Meal replacement drinks were recently shown to be as effective as medications for maintaining weight loss according to a study published in the Journal of the American College of Nutrition. In this study, participants followed a very low calorie liquid diet (VLCD) for 12 weeks followed by 4 weeks of re-introduction to solid food. Then the subjects were randomly selected to receive either meal replacements or Orlistat (a medication that blocks fat absorption in the intestines), both combined with a structured meal plan calculated to maintain weight loss. For one year, all subjects followed a weight management program that included topics such as lifestyle, physical activity, and nutrition. During weight maintenance, there were no significant differences in physical activity, fruit and vegetable intake and pedometer steps between the groups. After one year, the meal replacement group had regained only 5.9 lbs while the Orlistat group had regained 6.2 lbs. Meal replacements and Orlistat were both effective in maintaining weight significantly below baseline levels over a year period of time.
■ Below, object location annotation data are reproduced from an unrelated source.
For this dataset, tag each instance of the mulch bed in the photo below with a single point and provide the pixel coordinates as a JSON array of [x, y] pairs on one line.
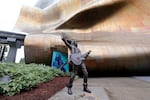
[[42, 92]]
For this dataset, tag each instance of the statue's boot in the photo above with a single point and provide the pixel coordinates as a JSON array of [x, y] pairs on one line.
[[85, 88]]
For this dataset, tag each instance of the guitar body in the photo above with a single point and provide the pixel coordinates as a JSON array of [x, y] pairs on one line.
[[76, 58]]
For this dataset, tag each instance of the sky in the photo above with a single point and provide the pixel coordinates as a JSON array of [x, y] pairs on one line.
[[9, 12]]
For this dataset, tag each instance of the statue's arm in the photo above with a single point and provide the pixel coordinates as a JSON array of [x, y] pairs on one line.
[[66, 41], [85, 55]]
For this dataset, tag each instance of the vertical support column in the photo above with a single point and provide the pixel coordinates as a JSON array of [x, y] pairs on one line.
[[2, 52], [12, 53]]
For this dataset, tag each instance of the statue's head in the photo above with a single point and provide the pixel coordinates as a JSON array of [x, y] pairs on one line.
[[74, 42]]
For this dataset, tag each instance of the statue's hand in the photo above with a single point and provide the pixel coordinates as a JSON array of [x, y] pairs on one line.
[[63, 36]]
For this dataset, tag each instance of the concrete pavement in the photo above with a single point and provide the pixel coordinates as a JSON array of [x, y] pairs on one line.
[[115, 88]]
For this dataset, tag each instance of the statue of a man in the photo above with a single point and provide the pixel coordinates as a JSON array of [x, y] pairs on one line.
[[76, 58]]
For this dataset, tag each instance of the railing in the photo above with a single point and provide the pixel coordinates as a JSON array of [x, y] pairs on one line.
[[14, 40]]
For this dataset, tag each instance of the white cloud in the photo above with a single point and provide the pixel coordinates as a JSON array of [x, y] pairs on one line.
[[9, 12]]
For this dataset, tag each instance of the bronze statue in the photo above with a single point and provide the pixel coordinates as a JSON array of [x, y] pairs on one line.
[[76, 58]]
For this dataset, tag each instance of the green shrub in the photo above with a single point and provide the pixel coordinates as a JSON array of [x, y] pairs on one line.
[[25, 76]]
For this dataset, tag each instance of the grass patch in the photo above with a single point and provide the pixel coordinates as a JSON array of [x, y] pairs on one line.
[[25, 76]]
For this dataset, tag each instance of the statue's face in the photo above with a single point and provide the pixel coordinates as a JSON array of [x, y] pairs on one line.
[[74, 42]]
However, the group using meal replacement drinks maintained their weight even better than the group using the medication without the side effects. For many people, meal replacements drinks may be an effective, simple and safe method to maintaining a healthy weight.

Source: A Comparison of Meal Replacements and Medication in Weight Maintenance after Weight Loss, James D. LeCheminant, Dennis J. Jacobsen, Matthew A. Hall and Joseph E. Donnelly, Journal of the American College of Nutrition, Vol. 24, No. 5, 347-353 (2005)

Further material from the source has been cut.